Official statistics show that over 180,000 tourists from 114 countries visited the Bosnian capital last year, or 7.7 per cent more than in 2008.
“The latest statistics are also highly encouraging and we have every reason to believe that this year will be even more successful,” Munevera Hodzic from the Sarajevo tourism board told Balkan Insight.
Hodzic said that over 21,000 tourists had visited Sarajevo in the first two months of 2010, or 12 per cent more than in the same period last year.
An increasing number of potential visitors were inquiring about tourism in Sarajevo since it was named among the top ten best cities to visit in the Lonely Planet guide’s “Best in Travel 2010”, she added.
The book’s editor described Sarajevo as a “neatly contained and walkable city…(which) moves to the rhythm of an Austrian waltz with a Slavic lilt and a Turkish flourish in its architecture.”
However, Hodzic said that despite the city’s wealth of historic and winter sport sites, its top attraction last year was the 20 metres remaining from the 800-metre-long tunnel dug under the Sarajevo airport during Bosnia’ 1992-95 war.

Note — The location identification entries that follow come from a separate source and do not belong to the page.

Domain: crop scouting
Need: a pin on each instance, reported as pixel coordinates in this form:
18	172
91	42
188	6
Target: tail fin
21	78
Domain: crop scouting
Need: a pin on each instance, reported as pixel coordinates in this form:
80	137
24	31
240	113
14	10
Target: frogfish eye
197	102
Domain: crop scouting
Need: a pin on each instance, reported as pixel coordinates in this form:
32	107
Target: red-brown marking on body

The tunnel provided a lifeline for the city during its three-and-a-half-year siege by Bosnian Serb forces.
According to Zijad Jusupovic, a Sarajevo tour guide, other “war attractions” are also proving highly popular with tourists.

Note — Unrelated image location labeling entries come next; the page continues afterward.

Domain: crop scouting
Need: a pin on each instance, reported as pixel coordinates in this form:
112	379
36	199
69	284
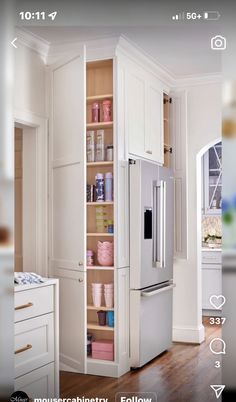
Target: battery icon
211	15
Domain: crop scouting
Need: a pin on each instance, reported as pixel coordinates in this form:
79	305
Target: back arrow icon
13	42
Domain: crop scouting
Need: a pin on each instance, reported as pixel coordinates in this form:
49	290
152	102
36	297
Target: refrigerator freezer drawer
151	324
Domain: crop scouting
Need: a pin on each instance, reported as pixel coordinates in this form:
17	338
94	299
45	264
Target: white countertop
212	249
48	282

A decade ago Jusupovic started offering his “mission impossible” tours, showing visitors from around the world the sights of Bosnia’s war, including frontlines around Sarajevo, the house in nearby Pale where Bosnian Serb wartime leader Radovan Karadzic lived with his family and other similar “attractions”.
Karadzic was arrested in Belgrade in 2008 after nearly 13 years on the run and is currently standing trial before the UN war crimes tribunal in The Hague, which has charged him with masterminding crimes committed by Bosnian Serbs, including genocide, during Bosnia’s recent war.
“Despite the global recession, last year was the busiest I have ever had,” Jusupovic told Balkan Insight.
But while his business is flourishing, Jusupovic said that he was already planning ahead for 2014 when the World will mark the 100th anniversary since the shoots fired on the streets of Sarajevo triggered World War I.
While Bosnia’s ethnic leaders are likely to continue arguing over whether the Bosnian Serb teenager who killed the heir to the Austro-Hungarian throne Franz Ferdinand, which triggered the start of WWI, was a freedom fighter or a terrorist, Jusupovic said he was certain not to miss the business potential of the historic assassination having taken place in Sarajevo on June 28, 1914.